Оберег я, конечно, восстановлю — оплетка нужна новая. Я подумывала о том, чтобы сделать ее из проволоки, но Иан отговорил — сказал, что металл для таких дел не очень подходит. А я и сама вспомнила — читала когда-то, что для оберегов лучше всего именно нити из растительных волокон, потому что они хорошо принимают эмоциональный посыл. Потому, наверно, изготовление оберегов считается преимущественно женским занятием.
А вот известие о моей работе в школе заставило Иана нахмуриться.

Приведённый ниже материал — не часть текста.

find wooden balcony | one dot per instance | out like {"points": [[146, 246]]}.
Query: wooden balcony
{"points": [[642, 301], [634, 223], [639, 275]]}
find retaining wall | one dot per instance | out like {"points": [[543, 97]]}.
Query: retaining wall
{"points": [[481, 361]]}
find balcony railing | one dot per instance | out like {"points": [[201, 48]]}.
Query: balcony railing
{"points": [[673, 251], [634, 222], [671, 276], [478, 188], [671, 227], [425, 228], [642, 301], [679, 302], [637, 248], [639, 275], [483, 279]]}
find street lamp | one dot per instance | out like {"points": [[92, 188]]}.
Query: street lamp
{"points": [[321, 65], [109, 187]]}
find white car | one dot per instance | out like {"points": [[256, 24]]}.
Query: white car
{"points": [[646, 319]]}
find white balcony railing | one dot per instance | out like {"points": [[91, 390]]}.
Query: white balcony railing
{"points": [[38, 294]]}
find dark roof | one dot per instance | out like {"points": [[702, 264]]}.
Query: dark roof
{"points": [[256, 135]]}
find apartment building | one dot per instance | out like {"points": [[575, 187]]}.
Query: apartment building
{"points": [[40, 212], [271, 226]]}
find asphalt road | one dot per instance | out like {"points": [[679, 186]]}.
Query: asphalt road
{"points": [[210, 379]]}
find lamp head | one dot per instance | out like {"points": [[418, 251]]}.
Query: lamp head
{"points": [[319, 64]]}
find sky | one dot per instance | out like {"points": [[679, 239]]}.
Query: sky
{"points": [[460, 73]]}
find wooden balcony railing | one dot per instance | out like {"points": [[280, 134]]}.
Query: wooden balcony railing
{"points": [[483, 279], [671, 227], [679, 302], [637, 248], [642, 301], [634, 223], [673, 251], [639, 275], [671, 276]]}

Он не сразу ответил, чем именно недоволен, а когда я пристала с расспросами, признался, страшно смущаясь, что он просто боится меня потерять, волнуется, что если я буду такой самостоятельной, со временем он станет не нужен мне. Он, конечно, не станет меня ограничивать и запрещать мне работать, но у него теперь прибавилось поводов для беспокойства. С другой стороны, он рад, что я так самостоятельна и не пропаду, если с ним что-нибудь случится.

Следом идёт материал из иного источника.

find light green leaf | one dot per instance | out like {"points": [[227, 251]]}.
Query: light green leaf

В общем, сплошные противоречия. И словами тут ни в чем не убедишь, только ждать остается, пока в голове уляжется и в сердце отзовется. Но меня радует, что муж откровенно поделился со мной своими страхами и сомнениями. Прежде он на такое не решился бы, держал всё в себе. И это тоже свидетельствует о том, что он стал сильнее.
Но увы, по-прежнему остается что-то в нем самом, что его тревожит и пугает и о чем он мне пока не рассказывает. Ничего, я наберусь терпения и подожду.
* * *
Волк ожидал меня на пороге зала сообщений, кивнул на мое приветствие и жестом позвал за собой. Лишь в самый момент перенесения взял меня за руку: новичков полагается держать, чтобы не потерялись в пути. В моем случае тут имелся двойной резон: я могла потеряться и намеренно, поскольку у меня, в отличие от большинства учеников, имелись свои ориентиры во внешнем мире.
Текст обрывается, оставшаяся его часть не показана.